Beginnings are always the hardest part. Where to start? I mean literally, where to start? At the beginning.
This is a blog about lutherie, wood work, and music making. But really that’s not the beginning, not by any stretch of the imagination. That is very much the destination.
The beginning, I suppose, takes place some 26 years ago, when a much younger me first picked up a violin. What followed was many, many hours of (unintentionally) impersonating the sound of an enraged and cat-nip addled tom cat being fed tail first through a wood chipper. The practice continued, and the cat-slaughter sound effects finally abated. Several years were spent playing with high quality youth orchestras. The tuba, guitar, and mandolin were added to my practice regime. And somewhere deep inside my mind, a question started to form. Because you see, once I understood how a musician used a musical instrument to generate a sound, and string that sound to several others to play a melody, I wanted to know how the musical instrument itself worked.
Although I never did much in the way of woodwork growing up, it was something which had always been present during my youth. My maternal grandfather was an active and enthusiastic woodworker, building everything from toys to wardrobes. There is another blog post or two about the sanctuary of Grandad’s shed, and about the idea of heritage in hand tool working, but I shall leave those for another time.
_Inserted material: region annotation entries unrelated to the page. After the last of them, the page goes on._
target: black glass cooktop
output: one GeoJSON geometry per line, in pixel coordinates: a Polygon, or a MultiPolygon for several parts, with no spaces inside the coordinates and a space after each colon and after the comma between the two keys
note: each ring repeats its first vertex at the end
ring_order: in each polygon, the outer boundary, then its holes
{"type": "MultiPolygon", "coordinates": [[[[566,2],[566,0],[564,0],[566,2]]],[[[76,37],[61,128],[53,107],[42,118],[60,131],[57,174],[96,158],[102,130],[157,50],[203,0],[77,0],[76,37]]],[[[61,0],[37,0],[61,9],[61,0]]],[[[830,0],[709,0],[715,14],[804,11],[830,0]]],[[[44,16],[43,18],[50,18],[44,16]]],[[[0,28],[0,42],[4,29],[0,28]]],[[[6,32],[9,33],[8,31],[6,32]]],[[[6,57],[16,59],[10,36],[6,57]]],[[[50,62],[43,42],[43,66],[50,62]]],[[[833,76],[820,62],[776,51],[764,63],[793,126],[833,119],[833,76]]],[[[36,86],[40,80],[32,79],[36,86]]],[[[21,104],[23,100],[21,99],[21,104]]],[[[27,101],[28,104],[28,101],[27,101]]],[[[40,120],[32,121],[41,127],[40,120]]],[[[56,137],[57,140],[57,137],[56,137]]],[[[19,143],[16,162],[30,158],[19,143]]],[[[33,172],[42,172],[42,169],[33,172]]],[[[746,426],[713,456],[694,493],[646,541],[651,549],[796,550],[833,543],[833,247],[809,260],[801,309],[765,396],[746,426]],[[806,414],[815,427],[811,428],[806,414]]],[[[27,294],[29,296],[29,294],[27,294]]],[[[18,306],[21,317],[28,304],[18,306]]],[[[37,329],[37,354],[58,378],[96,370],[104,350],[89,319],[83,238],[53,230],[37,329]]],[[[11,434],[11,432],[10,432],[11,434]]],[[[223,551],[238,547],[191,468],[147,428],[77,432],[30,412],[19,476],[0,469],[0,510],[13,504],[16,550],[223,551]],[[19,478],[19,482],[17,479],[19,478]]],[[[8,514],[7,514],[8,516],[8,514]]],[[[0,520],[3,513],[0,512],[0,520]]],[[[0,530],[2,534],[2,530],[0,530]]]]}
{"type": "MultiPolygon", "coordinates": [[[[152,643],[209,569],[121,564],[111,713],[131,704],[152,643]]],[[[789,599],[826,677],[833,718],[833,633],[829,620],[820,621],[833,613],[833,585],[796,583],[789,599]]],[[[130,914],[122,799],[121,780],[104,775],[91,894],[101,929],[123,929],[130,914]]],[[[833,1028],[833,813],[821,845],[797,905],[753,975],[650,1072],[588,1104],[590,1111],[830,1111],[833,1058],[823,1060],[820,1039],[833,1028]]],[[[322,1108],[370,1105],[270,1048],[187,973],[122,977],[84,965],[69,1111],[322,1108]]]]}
And so the idea had been planted, and as soon as I finished law school, I booked myself onto a term at the Totnes School of Guitar Making. Under the tutelage of Phil Messer I designed and built, entirely by hand, a 12 string acoustic guitar named Esmerelda. And somewhere a lightbulb lit up. This was it – the Eurika moment. This was love. With hand tool working and making things from wood I might add, not with Phil (although he is one hell of a chap). That was just over six years ago now, and for my sins I spend my days working as a construction solicitor at an international law firm. When I’m not in the office, my focus is still on playing and writing music, and of course, wood working.
Most of my workshop time is still dedicated to lutherie, particularly building acoustic guitars (although at the moment I am working on a ’59 Blackguard Telecaster type electric guitar). But thanks to the writings of Chris Schwarz, both on his blog and in print through his Lost Art Press publishing house, I am slowly turning my gaze towards furniture building. In 2014 I intend to work my way through the projects in the Joiner and Cabinet Maker, and will chart my progress in this here blog.
It seems only fitting to end this inaugural post with photos of the instrument which started it all; Esmerelda.
An acoustic 12 string guitar with alpine spruce sound board, Indian rosewood back and sides, mahogany neck and cocobola headstock veneer and bridge. At her widest point she’s 512mm wide (across the lower bout), so pretty large, although the tight waist and small square shoulders give the impression of a smaller guitar when in the playing position.
The corner binding is maple and rosewood, a theme which is repeated in the soundhole decoration.
The Indian rosewood back.
Close up of the cocobola bridge.
The headstock, with cocobola veneer and angel inlay taken from the cd my band Cake for Lily released back in April 2007.